C’est alors que le long métrage oscille entre film noir et espionnage, car l’on ne sait pas trop qui est cet homme d’affaires prénommé Daniel. Bon, mauvais, un peu des deux, il exerce une sorte de fascination chez la journaliste, qui elle-même semble cacher des choses. C’est deux personnes qui s’accrochent l’une à l’autre alors qu’elles ne se connaissent pas et ne sont faites que de mensonges, ce qui donne au film un ton assez étonnant. Parfois un peu ridicule dans sa manière de présenter ses personnages, parfois intriguant, Stars at Noon est un film brinquebalant. C’est un peu de tout, un peu de rien, qui n’assume pas toujours ses intentions mais qui n’hésite toutefois pas à aller au bout de ses idées. Pour le meilleur, et parfois pour le pire.
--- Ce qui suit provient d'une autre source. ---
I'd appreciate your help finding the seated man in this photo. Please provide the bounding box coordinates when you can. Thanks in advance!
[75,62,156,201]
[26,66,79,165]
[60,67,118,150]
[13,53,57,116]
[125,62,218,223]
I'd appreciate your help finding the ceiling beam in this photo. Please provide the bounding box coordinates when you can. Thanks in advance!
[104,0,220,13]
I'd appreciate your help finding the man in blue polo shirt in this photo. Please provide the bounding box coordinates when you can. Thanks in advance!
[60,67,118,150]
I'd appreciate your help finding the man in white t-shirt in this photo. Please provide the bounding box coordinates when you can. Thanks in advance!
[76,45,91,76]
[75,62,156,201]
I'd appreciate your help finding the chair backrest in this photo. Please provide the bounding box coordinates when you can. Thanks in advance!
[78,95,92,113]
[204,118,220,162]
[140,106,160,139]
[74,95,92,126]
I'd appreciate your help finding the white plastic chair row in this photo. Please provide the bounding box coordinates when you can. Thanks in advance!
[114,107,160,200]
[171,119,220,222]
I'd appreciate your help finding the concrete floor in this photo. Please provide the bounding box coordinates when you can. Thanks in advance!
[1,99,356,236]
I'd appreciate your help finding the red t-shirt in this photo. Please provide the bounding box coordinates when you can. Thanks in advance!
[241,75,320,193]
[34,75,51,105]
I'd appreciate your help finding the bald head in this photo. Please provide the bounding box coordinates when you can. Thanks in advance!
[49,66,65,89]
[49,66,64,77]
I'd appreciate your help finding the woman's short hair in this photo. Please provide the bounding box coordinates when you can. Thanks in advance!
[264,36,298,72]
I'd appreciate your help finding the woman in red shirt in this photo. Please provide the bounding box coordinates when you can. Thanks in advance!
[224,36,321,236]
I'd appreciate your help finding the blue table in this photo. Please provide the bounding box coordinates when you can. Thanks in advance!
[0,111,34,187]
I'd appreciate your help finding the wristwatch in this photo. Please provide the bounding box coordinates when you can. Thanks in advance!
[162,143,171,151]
Notamment dans l’intrigue, sur sa deuxième moitié, autour d’un policier costaricain qui semble vouloir du mal à Daniel, et dont le comportement est caricatural, comme si la réalisatrice se moquait à sa manière de films d’espionnages qui se prennent un peu trop au sérieux. Surtout qu’elle y jette beaucoup de choses : au-delà de la dimension sensuelle et érotique du film, elle y met des considérations politiques, avec des personnages qui évoquent plusieurs fois les élections à venir, qui semblent être un moment décisif pour Daniel et le policier qui lui court après. Des indices distillés pour finalement raconter quelque chose d’assez classique, c’est-à-dire les Etats-Unis et leur éternelle influence sur la politique du Nicaragua. Cela ne reste toutefois que des éléments suggérés en toile de fond, car Claire Denis l’aborde sous un angle distant. Ce n’est qu’un décor, des évènements que les personnages n’évoquent que du bout des lèvres sans trop se dévoiler sur leurs intentions. Ce qui l’interroge, c’est plutôt la relation de ses deux personnages, un moment suspendu au milieu d’évènements beaucoup plus grands qui n’intéressent pas vraiment la cinéaste.
Fuite en avant
C’est intéressant d’avoir abordé le fond politique du film de cette manière, en gardant le même flou que subirait n’importe quelle personne normale confrontée à la situation. Car le personnage de Margaret Qualley n’est qu’une journaliste avec assez peu d’expérience, elle n’a aucune raison de comprendre ce qu’il se passe. C’est hors de son champ d’expertise. Il y a quelque chose aussi d’assez fascinant dans cette manière de ressentir l’étau se resserrer : d’une quelconque amourette le film finit par devenir quelque chose de plus intense, plus fort, même si Claire Denis en fait parfois trop sur sa mise en scène des sentiments contraires, insistant encore et encore sur la relation d’amour sans confiance entre ses deux personnages. Mais c’est un film brutal sur sa manière d’aborder les sentiments, un amour naissant mais pas trop, des moments cruels, une perpétuelle recherche de sincérité dans quelques jours d’une vie où les mensonges prennent le pas sur la vérité. Margaret Qualley est parfaite pour le rôle, avec ses yeux très expressifs et son visage d’ange, elle incarne une certaine innocence face à la réalité.
C’est aussi facile de détester que d’aimer le film. La proposition de Claire Denis est atypique. Ni complètement une histoire d’amour, ni vraiment un récit d’espionnage, c’est juste le récit de quelques jours où tout fout le camp et où elle ne s’embarrasse pas d’en expliquer les raisons. Les personnages se trouvent pris dans des évènements dont ils ne disent rien, quitte parfois à nous perdre un peu, tandis que les scènes recherchant une certaine sensualité sont parfois un peu lourdaudes. Mais il y a un certain charme là-dedans, une certaine élégance qui survit au gloubi-boulga d’une histoire mal maîtrisée, tout particulièrement grâce à une caméra qui sait apprécier l’instant et mettre en valeur de jolies scènes, et surtout, qui sait accentuer la tension qui se referme peu à peu sur ses personnages. Stars at Noon n’est pas un immanquable, mais c’est assurément un film qui questionne et qui provoque des sentiments assez intéressants.
- Stars at Noon est sorti le 14 juin 2023 en salles et est depuis disponible en VOD, DVD et Blu-ray.